Williamson sprained his right knee during his freshman season at Duke after his right sneaker ripped through the seams. He played only eight minutes in his summer-league debut after bruising his left knee. And he sustained his current injury in the Pelicans' exhibition against San Antonio on Oct. 13. Even if this might hurt the Pelicans’ short-term success, New Orleans might benefit long-term.
3. The young Pelicans have more pressure to develop quicker. It appeared fourth-year forward Brandon Ingram, third-year guard Lonzo Ball and third-year guard Josh Hart could develop more organically without the pressure to win in Los Angeles with LeBron James. It might be too early to compare Williamson to James’ stature. Yet, those three former Lakers players suddenly will face the same issues as they did on the Lakers after James injured his left groin in a Christmas Day matchup against the Warriors. While James eventually missed 27 games, the Lakers suddenly went from competing for a playoff spot to ping-pong balls in the draft lottery.

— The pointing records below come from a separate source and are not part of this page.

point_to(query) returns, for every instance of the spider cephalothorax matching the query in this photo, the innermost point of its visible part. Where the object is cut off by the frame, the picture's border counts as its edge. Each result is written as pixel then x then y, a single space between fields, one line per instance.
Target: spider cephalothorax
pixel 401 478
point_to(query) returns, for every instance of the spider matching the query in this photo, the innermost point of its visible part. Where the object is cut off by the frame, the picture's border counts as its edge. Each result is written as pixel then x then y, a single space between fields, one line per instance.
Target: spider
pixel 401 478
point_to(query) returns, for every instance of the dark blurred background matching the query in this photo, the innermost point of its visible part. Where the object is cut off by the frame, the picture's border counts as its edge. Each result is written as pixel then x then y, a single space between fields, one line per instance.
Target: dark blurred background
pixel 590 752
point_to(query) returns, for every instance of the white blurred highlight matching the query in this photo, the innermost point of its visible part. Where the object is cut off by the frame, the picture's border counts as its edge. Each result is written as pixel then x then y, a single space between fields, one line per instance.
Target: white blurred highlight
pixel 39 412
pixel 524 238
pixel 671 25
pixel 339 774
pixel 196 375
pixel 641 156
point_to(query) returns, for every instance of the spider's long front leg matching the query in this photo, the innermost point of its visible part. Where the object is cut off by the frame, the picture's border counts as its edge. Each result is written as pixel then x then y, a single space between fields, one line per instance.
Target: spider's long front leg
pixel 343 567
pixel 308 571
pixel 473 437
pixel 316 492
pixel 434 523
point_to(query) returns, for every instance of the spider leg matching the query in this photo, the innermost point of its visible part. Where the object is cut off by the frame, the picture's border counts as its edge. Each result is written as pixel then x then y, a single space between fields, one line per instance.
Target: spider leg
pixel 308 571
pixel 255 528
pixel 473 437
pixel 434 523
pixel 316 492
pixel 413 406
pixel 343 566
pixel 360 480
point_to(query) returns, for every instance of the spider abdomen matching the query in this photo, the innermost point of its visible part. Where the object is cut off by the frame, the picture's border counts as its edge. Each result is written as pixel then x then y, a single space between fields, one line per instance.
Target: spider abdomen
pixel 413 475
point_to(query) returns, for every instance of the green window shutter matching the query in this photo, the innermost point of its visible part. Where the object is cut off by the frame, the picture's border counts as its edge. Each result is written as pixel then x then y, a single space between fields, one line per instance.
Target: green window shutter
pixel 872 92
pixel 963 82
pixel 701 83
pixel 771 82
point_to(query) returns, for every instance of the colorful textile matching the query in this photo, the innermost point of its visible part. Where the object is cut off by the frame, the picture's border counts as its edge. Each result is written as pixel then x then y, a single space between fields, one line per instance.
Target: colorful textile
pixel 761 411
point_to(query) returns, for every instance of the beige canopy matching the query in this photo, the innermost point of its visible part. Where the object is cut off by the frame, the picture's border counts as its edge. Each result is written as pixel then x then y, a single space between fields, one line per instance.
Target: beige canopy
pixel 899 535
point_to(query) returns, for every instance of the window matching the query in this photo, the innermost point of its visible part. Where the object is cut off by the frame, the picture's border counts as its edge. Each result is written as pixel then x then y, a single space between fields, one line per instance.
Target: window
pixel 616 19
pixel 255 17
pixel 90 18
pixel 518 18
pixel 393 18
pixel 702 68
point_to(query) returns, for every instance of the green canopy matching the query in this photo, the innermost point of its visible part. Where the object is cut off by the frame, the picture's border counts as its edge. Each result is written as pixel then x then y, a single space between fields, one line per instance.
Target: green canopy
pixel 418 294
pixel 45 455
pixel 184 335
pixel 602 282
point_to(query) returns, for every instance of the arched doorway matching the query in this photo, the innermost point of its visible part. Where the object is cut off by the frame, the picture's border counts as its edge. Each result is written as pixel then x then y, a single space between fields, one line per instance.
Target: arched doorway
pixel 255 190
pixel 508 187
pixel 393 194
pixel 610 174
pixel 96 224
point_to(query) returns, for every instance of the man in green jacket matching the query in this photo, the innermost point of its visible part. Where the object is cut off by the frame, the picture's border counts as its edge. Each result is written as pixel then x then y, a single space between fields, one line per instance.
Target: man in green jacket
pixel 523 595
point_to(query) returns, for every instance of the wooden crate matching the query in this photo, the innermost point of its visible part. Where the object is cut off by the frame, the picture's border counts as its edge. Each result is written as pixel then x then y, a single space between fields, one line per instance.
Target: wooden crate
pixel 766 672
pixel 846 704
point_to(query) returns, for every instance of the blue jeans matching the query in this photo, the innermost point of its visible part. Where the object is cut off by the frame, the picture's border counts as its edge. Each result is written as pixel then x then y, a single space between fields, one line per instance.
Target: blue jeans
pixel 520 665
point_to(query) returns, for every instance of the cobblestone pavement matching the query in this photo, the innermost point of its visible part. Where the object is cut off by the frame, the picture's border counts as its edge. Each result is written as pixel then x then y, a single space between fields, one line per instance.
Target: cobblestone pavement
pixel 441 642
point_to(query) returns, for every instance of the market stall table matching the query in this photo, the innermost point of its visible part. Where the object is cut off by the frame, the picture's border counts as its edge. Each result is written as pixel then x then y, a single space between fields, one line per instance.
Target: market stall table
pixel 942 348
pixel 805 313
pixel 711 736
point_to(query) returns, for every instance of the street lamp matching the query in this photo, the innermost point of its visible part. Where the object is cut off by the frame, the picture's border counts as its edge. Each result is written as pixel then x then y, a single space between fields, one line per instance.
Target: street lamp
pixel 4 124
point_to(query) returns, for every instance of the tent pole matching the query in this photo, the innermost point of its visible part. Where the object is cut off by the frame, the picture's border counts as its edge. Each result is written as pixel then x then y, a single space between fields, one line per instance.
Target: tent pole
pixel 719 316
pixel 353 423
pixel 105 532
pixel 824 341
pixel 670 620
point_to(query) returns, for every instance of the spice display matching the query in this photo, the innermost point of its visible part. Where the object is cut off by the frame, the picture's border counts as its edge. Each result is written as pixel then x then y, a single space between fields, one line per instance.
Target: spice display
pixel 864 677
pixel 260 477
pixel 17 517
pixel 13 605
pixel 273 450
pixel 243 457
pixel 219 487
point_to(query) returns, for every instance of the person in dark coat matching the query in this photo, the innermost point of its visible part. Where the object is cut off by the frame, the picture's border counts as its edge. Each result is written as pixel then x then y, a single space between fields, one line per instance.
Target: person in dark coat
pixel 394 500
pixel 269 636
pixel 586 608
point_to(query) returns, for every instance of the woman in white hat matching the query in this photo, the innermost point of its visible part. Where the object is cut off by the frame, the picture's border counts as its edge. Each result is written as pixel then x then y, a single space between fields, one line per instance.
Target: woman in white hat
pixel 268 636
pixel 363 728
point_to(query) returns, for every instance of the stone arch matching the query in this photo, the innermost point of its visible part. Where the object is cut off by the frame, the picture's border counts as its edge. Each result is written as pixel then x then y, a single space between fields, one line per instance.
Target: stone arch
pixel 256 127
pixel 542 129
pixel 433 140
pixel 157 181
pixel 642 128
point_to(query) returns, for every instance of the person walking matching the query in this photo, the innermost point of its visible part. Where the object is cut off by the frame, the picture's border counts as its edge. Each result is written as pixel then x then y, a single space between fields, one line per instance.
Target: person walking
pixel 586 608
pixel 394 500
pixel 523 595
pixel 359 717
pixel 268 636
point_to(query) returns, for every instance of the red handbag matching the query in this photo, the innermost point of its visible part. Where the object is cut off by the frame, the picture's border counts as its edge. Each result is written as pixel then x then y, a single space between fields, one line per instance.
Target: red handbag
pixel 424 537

4. The Pelicans lost some buzz. Well before Williamson’s injury became official, the NBA scheduled the Pelicans to play on national TV in 11 of their first 20 games. The Pelicans had a sell-out crowd in Las Vegas for Williamson’s summer-league debut. New Orleans also reportedly sold more than 12,000 season-ticket equivalents shortly after drafting Williamson at No. 1. And now? Get ready for those ticket prices to drop on the open market.
5. How will the Pelicans adjust their roster? Ingram will start in Williamson’s vacancy, while veteran J.J. Redick teams up with Lonzo Ball and Jrue Holiday. Derrick Favors will start at center. The good thing for Pelicans coach Alvin Gentry — he has overseen both small-ball and post-up oriented offenses throughout his extensive coaching career.